Tag Archives: design process

Uses of mapping (and failure) in design: The Toyota Lecture Series hosts theorist Peter Hall at Art Center

Peter Hall

Peter Hall

The second installment of Art Center’s Toyota Lecture Series delivers a distinctly a wide-angle perspective on the present and future state of design, tracking its evolving and expanding impact and application. Design writer and educator, Peter Hall will present a talk on Thursday, October 9 at the Los Angeles Times Media Center at 7:30 pm.

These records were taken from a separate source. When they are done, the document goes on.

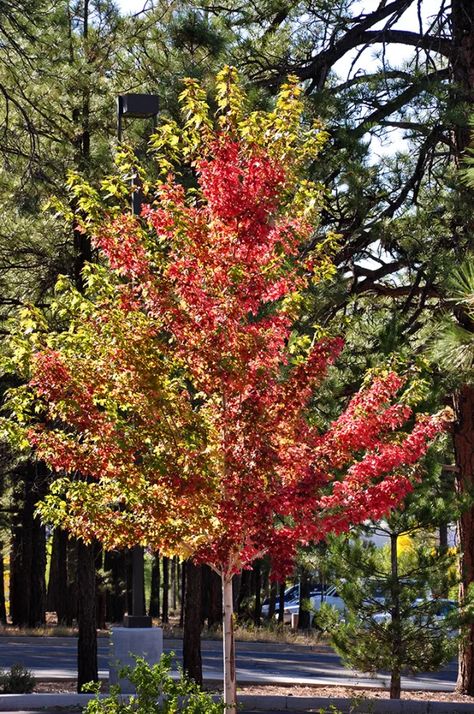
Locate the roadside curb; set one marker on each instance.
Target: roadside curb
(258, 702)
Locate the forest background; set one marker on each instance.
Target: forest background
(393, 83)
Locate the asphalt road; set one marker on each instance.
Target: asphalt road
(270, 663)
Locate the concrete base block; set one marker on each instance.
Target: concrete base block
(125, 642)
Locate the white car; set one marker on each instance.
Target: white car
(290, 595)
(328, 595)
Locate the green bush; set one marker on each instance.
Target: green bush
(156, 693)
(17, 680)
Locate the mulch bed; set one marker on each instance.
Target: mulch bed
(69, 686)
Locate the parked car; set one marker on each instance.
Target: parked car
(291, 594)
(425, 612)
(328, 595)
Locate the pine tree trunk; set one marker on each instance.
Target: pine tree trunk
(273, 597)
(281, 603)
(3, 610)
(72, 585)
(462, 64)
(304, 615)
(257, 612)
(166, 590)
(397, 645)
(57, 583)
(37, 610)
(174, 584)
(115, 603)
(192, 662)
(230, 683)
(154, 610)
(183, 591)
(214, 612)
(86, 616)
(464, 453)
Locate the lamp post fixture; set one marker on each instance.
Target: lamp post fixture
(136, 106)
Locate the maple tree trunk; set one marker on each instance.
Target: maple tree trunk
(464, 452)
(395, 674)
(57, 584)
(281, 603)
(192, 662)
(273, 597)
(154, 610)
(183, 591)
(257, 612)
(37, 611)
(230, 683)
(166, 590)
(213, 593)
(3, 610)
(86, 616)
(115, 561)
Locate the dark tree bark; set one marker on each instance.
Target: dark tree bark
(281, 602)
(397, 644)
(115, 564)
(57, 584)
(166, 590)
(100, 587)
(37, 613)
(86, 616)
(214, 599)
(28, 549)
(183, 593)
(462, 65)
(174, 584)
(192, 662)
(154, 609)
(3, 610)
(304, 615)
(257, 611)
(129, 570)
(464, 454)
(72, 586)
(244, 592)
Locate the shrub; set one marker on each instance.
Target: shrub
(17, 680)
(156, 693)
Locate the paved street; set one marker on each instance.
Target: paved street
(256, 662)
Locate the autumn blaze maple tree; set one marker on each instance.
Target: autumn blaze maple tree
(179, 390)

The uses of Failure. Mapping as a design process.” “Weapons of Mass Persuasion: Collaborative Planning with Loaded Tools and Wicked Problems.” “Disassembly & Immateriality: How We Make Stuff Disappear.” This is just a sampling of previous lectures by the relentlessly interesting, Dr. Peter Hall, a design writer and thought-leading authority on the manifold uses of design thinking. Hall is also the design department head at Griffith University Queensland College of Art, where his research focuses on mapping and visualization.

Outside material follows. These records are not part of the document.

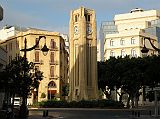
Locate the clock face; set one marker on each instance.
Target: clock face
(89, 29)
(76, 29)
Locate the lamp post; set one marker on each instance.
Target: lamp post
(145, 51)
(23, 108)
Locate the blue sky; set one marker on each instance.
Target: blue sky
(53, 15)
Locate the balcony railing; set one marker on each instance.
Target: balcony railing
(54, 48)
(53, 76)
(53, 62)
(38, 61)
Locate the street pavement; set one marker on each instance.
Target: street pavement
(83, 113)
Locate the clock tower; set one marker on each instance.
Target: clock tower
(83, 55)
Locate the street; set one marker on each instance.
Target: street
(76, 113)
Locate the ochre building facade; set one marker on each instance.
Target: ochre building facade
(83, 55)
(54, 65)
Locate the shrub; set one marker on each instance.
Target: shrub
(81, 104)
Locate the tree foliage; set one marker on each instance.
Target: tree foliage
(128, 74)
(22, 77)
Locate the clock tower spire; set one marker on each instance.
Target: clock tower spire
(83, 55)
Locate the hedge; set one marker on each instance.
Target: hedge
(80, 104)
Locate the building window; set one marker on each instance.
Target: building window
(52, 57)
(36, 42)
(76, 18)
(52, 71)
(112, 54)
(123, 53)
(133, 53)
(10, 46)
(17, 44)
(37, 68)
(52, 44)
(88, 17)
(36, 56)
(122, 42)
(111, 42)
(52, 84)
(132, 41)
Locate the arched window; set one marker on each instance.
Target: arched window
(52, 44)
(111, 42)
(112, 54)
(132, 40)
(123, 53)
(37, 56)
(52, 84)
(133, 53)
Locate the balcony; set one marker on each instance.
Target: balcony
(38, 61)
(54, 48)
(53, 77)
(53, 62)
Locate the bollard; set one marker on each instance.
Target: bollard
(138, 114)
(150, 113)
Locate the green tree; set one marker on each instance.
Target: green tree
(22, 79)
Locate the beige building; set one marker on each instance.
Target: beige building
(83, 55)
(54, 65)
(1, 13)
(3, 63)
(129, 39)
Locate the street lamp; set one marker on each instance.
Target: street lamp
(23, 108)
(145, 51)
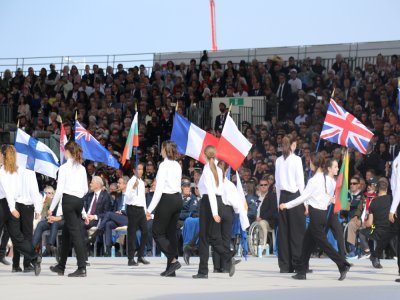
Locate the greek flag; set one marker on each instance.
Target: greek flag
(35, 156)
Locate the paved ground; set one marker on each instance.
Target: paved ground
(257, 278)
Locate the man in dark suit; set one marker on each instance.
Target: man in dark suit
(284, 95)
(113, 219)
(96, 203)
(220, 119)
(393, 148)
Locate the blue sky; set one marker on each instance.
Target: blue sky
(83, 27)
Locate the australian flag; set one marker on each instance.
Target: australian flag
(343, 128)
(92, 149)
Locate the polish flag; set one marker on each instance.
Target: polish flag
(233, 147)
(63, 142)
(190, 139)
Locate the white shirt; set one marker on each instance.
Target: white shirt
(135, 196)
(9, 183)
(208, 187)
(29, 190)
(232, 198)
(295, 84)
(289, 175)
(394, 182)
(316, 193)
(72, 180)
(168, 181)
(97, 194)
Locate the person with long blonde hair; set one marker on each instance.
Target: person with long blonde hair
(167, 205)
(11, 193)
(211, 209)
(72, 185)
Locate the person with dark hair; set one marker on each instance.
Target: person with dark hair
(135, 210)
(331, 170)
(167, 205)
(71, 188)
(10, 191)
(318, 196)
(289, 185)
(211, 210)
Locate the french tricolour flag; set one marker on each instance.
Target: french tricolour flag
(190, 139)
(233, 147)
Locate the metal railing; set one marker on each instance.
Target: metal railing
(355, 53)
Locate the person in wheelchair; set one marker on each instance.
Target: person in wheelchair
(356, 199)
(267, 211)
(378, 225)
(188, 223)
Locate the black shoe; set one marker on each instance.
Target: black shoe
(57, 269)
(186, 255)
(142, 260)
(29, 269)
(376, 263)
(37, 265)
(78, 273)
(132, 262)
(54, 252)
(4, 261)
(200, 276)
(232, 268)
(286, 271)
(299, 276)
(94, 236)
(170, 275)
(16, 269)
(343, 273)
(172, 268)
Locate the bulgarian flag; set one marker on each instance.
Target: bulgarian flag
(131, 141)
(342, 186)
(63, 142)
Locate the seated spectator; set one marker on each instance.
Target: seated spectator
(113, 219)
(54, 223)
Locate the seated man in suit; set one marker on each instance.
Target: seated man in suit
(96, 203)
(267, 212)
(113, 219)
(54, 224)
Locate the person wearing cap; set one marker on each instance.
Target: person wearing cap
(294, 82)
(53, 77)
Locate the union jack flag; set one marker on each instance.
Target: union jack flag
(343, 128)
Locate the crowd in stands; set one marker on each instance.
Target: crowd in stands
(297, 93)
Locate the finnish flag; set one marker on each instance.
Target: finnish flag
(35, 156)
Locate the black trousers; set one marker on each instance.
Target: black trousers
(337, 231)
(387, 236)
(291, 230)
(226, 214)
(27, 213)
(166, 217)
(136, 219)
(3, 242)
(316, 236)
(211, 234)
(14, 230)
(72, 230)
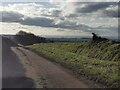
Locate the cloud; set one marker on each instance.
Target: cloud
(37, 21)
(93, 7)
(11, 16)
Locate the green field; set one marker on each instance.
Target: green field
(95, 61)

Hall has taught at the University of Texas at Austin and Yale School of Art. He co-edited with Jan Abrams the book, Else/Where: Mapping—New Cartographies of Networks and Territories and worked as a journalist for Metropolis and I.D. Magazine. He wrote and co-edited the books Tibor Kalman: Perverse Optimist and Sagmeister: Made You Look. In 2005 he co-founded DesignInquiry, a non-profit organization devoted to researching design issues.